Results: T-test with false discovery rate correction identified the 10 eligible proteins based on the composite outcome of death, lung transplantation, atrial septostomy, or Pott’s shunt, with 7 proteins upregulated and 3 downregulated (Table 2, top). Initial validation confirmed BDNF and SDC4 were significantly lower, and REN, IGFBP2, and NT-proBNP were higher in those who experienced the composite outcome (all, p<0.01). Similarly, CTSB and CCL24 were increased in patients who experienced the composite outcome, but not significant (p=0.07 and 0.08, respectively) (Table 2, bottom). Kaplan-Meier survival analysis demonstrated a significantly reduced event-free survival among patients with lower BDNF and SDC4 levels (Log-Rank p=0.04). Similarly, elevated REN, IGFBP2, and NT-proBNP was associated with reduced survival (Log-Rank p=0.02, <0.01, and 0.04, respectively). CTSB and CCL24 were also elevated, but not significant (Log-Rank p=0.19 and 0.30, respectively) (Figure 1).
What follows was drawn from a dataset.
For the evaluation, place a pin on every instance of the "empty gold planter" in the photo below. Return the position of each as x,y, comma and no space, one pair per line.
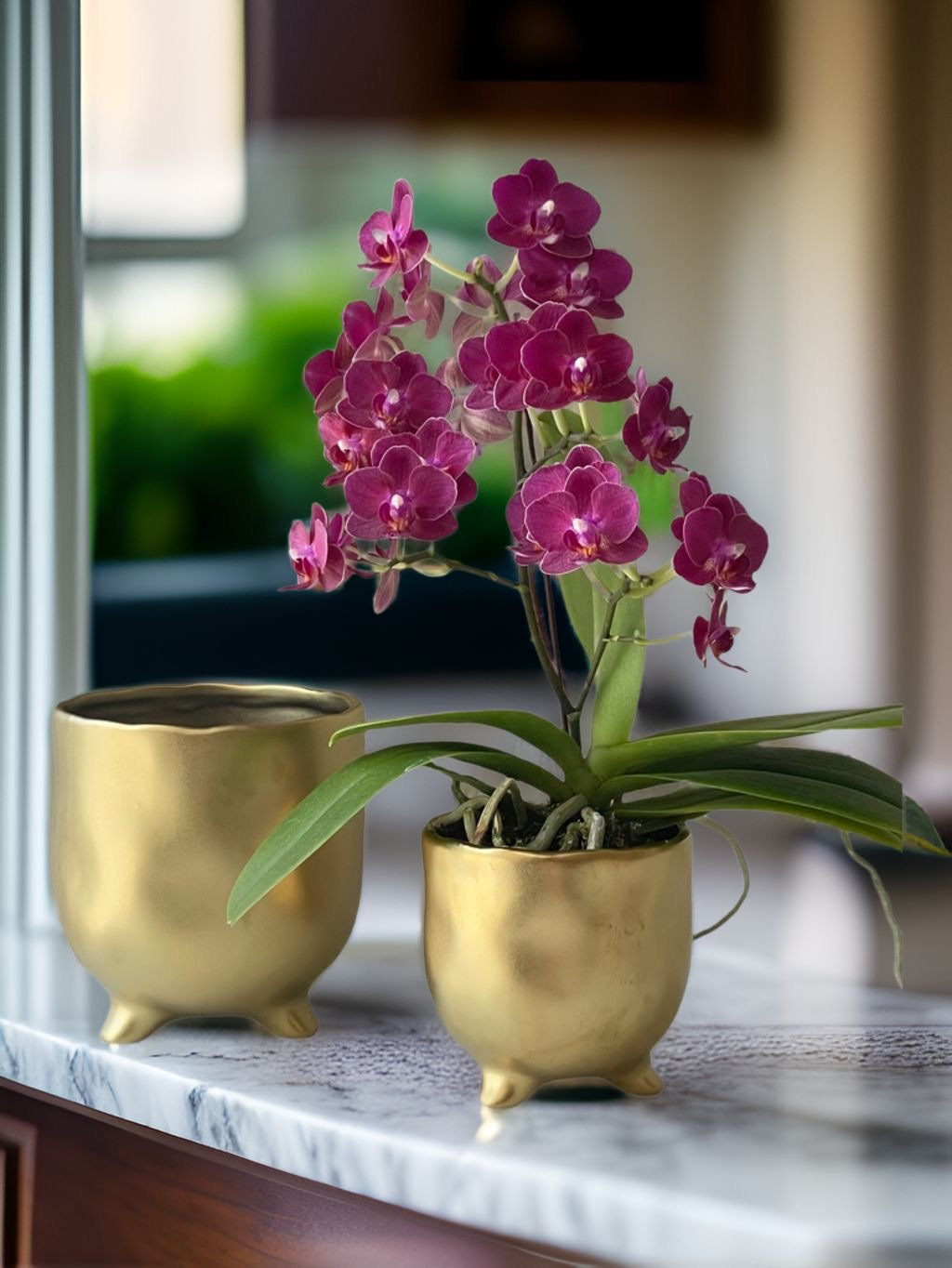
557,967
160,797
Conclusion: Using high-throughput proteomics, we identified several proteins that were significantly associated with survival in pediatric PAH that can represent new inflammatory, or heart failure pathways. Our early validation has identified new biomarkers such as BDNF and REN that could serve as potential new treatment targets, as inhibitors of the renin-angiotensin axis have shown efficacy in adult PAH and largely unused in children. Future studies will focus on analyzing other target proteins and further validate their clinical relevance.